Articles | Volume 10, issue 6
© Author(s) 2022. This work is distributed underthe Creative Commons Attribution 4.0 License.
Modeling deadwood for rockfall mitigation assessments in windthrow areas
- Final revised paper (published on 22 Dec 2022)
- Preprint (discussion started on 02 Jun 2022)
Comment types: AC – author | RC – referee | CC – community | EC – editor | CEC – chief editor |
: Report abuse
RC1: 'Comment on esurf-2022-21', Anonymous Referee #1, 13 Jul 2022
- AC1: 'Reply on RC1', Adrian Ringenbach, 13 Sep 2022
RC2: 'Comment on esurf-2022-21', Anonymous Referee #2, 22 Aug 2022
- AC2: 'Reply on RC2', Adrian Ringenbach, 13 Sep 2022
Peer review completion
AR: Author's response | RR: Referee report | ED: Editor decision
AR by Adrian Ringenbach on behalf of the Authors (08 Nov 2022)  Author's response Author's tracked changes Manuscript
ED: Referee Nomination & Report Request started (08 Nov 2022) by Orencio Duran Vinent
RR by Anonymous Referee #2 (10 Nov 2022)
ED: Publish as is (22 Nov 2022) by Orencio Duran Vinent
ED: Publish as is (22 Nov 2022) by Niels Hovius(Editor)
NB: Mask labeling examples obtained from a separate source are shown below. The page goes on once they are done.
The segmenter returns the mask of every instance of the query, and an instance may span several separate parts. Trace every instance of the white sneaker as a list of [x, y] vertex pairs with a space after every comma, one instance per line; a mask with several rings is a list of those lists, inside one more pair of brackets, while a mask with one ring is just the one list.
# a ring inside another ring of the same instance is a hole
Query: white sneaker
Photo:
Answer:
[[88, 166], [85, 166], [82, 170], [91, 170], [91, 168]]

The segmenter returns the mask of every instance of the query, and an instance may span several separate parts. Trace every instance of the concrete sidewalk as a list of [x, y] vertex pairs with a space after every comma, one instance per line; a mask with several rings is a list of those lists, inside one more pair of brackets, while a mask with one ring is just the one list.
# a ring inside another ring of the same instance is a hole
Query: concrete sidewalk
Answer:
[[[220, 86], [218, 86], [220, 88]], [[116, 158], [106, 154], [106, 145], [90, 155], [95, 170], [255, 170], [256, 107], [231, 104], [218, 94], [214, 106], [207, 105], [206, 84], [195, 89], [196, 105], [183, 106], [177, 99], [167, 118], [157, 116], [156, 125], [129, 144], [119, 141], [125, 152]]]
In this study, the authors present an automatic deadwood generator, namely ADG, which integrates deadwood logs into rockfall simulation models. First of all, I want to emphasize and compliment the great efforts made to develop such a tool. On this basis, this research paper aims at assessing the impact of woody storm debris on the protective capacity of a forest stand against rockfalls. The results demonstrated that even after a decade, deadwood has a stronger protective effect against rockfall compared to standing trees. These results are of major interest for stakeholders in charge of risk management, and constitute appropriate basis for land-use planning.
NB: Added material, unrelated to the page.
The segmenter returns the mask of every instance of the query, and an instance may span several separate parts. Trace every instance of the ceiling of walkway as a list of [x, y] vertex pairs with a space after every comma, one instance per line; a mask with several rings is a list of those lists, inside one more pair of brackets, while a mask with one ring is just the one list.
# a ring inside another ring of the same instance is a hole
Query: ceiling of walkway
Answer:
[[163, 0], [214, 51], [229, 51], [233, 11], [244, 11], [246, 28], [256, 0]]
Yet, I believe that the interest of this research in its practical use is not well introduced in the paper. I cite: “The approach serves as an effective tool in a post-event analysis. It can be used to determine the necessary amount of lying deadwood that is needed to replace the protection effect of the pre-storm forest and, more importantly, it allows for quantitative benchmarking of different silvicultural measures” but not only. Indeed, we clearly understand that deadwoods have a mitigation effect on rockfalls (which is of great interest). But for practitioners, it is not a mitigation strategy that can be easily adopted. Indeed, practitioners cannot wait for the next calamity to hope, e.g., trees uprooted by wind so that rockfall risk can be reduced. Yet, an interesting point is that the protective action of the forest (through debris) is not reduced to zero after the calamity, so that practitioners can have delays for choosing/ prioritizing of new mitigation strategies (based on your results, the rockfall risk shouldn’t significantly increase). In that respect, an interesting research perspective could therefore lead to know how much time it will take until the protective action from deadwoods is over (in years), so that practitioners will know the delay that they have for implementation of new mitigation strategies.
- Why did you limited the study to one mass class of 400 kg or 0.15 m3? Is it related the block volumes observed on the field?
- Line 118 “To directly assess deadwood effectiveness against larger rockfall energies, the fracture impact energy of large-laboratory test data is used”: if a simulated rock block impacts a tree with an energy exceeding the fracture impact energy, does it mean that the block will continue to propagate downslope without any disruptions?
- Figure 3: The colors blend. Maybe the orthophoto (background) could be in transparency to improve the reading?
The manuscript is clear, well written and well organized. The English language is correct (I am not a native speaker, but I did not find any issue).